Investments in the period amounted to 178.1 million euros, or $251.1 million, largely covered by operating cash flow, and mainly dedicated to the expansion of the group’s retail network. In September, Prada said it planned to open 80 stores a year over the next three years.

“Whilst we will continue to closely monitor markets’ behavior, we remain confident in the strength of our brands as well as in the luxury market’s potential,” stated Patrizio Bertelli, chief executive officer. “We will continue to pursue our objective of long-term growth through our strategy focused on the geographic expansion of directly managed shops and the high quality of our products.”

Bertelli underscored how the group continues to grow revenues and profitability while improving operating margins.

In particular, the company noted a “sharp increase” in the third quarter compared with the first half of the year, as retail sales grew 39 percent in the three months.

In the nine months, earnings before interest, taxes, depreciation and amortization grew 47 percent to 486.5 million euros, or $686 million.
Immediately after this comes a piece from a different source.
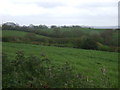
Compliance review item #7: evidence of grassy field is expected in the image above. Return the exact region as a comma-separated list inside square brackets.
[2, 42, 118, 87]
Operating profit climbed 58 percent to 392.3 million euros, or $553.1 million.

The group controls the Prada and Miu Miu brands, which drove the growth in the period as both increased in excess of 25 percent, and the Church’s and Car Shoe labels.

Leather goods continued to be the group’s core business, accounting for 56 percent of total sales, and registering a 41 percent increase. The ready-to-wear and footwear categories also showed gains, up 3 percent and 14 percent, respectively.

All geographical areas showed double-digit growth. The Asia-Pacific region, the group’s main market with sales of 579.7 million euros, or $817.3 million, climbed 39 percent. Revenues in Europe grew 21 percent. Sales in the U.S. gained 19 percent, or 27 percent at constant exchange rate, while Japan posted a 12 percent increase.

In the third quarter, the group expanded in both high-growth luxury markets and in more established countries, where the retail network is still underpenetrated. Among the new openings, at the end of August, Prada and Miu Miu opened venues in Dubai at the Saks Fifth Avenue department store, the first for the brands in that region. Miu Miu opened its first banner in Barcelona in September. In the period, Miu Miu stores were opened in Tokyo and Guangzhou, where a Prada unit was also unveiled.

Looking ahead, Prada will open a boutique in Paris in January during Couture Week, on Rue du Faubourg Saint-Honoré.

During the first nine months, the group opened 51 stores, plus five more in the following weeks, increasing its retail network to 370 directly operated stores. Going forward, Prada aims to have about 550 directly operated stores by the end of 2013. At the end of 2013, Prada expects about half the new stores will be in Asia, with around 50 in China. Investments are also earmarked for Russia, the Gulf region and Latin America, which were previously served through franchising agreements.

As of Oct. 31, the group’s debt decreased to 110.1 million euros, or $155.2 million. As of July 31, net debt stood at 135.2 million euros, or $193.3 million, compared with 408.6 million euros, or $555.7 million, at the end of January. The company said it reduced debt through a capital increase of 206.6 million euros, or $295.4 million, reserved to the market and operations-driven free cash flow. Prada raised about $2.14 billion from the initial public offering, with a majority of shares coming from existing stock owned by Bertelli’s wife, designer Miuccia Prada, and others in the company. Another major shareholder was Italian bank Intesa Sanpaolo SpA, which sold 102.25 million shares of Prada, representing about 4 percent of the fashion firm’s capital upon the listing, retaining 25.6 million shares.

Prada shares closed up 3.05 percent at 35.50 Hong Kong dollars, or $4.55 at current exchange.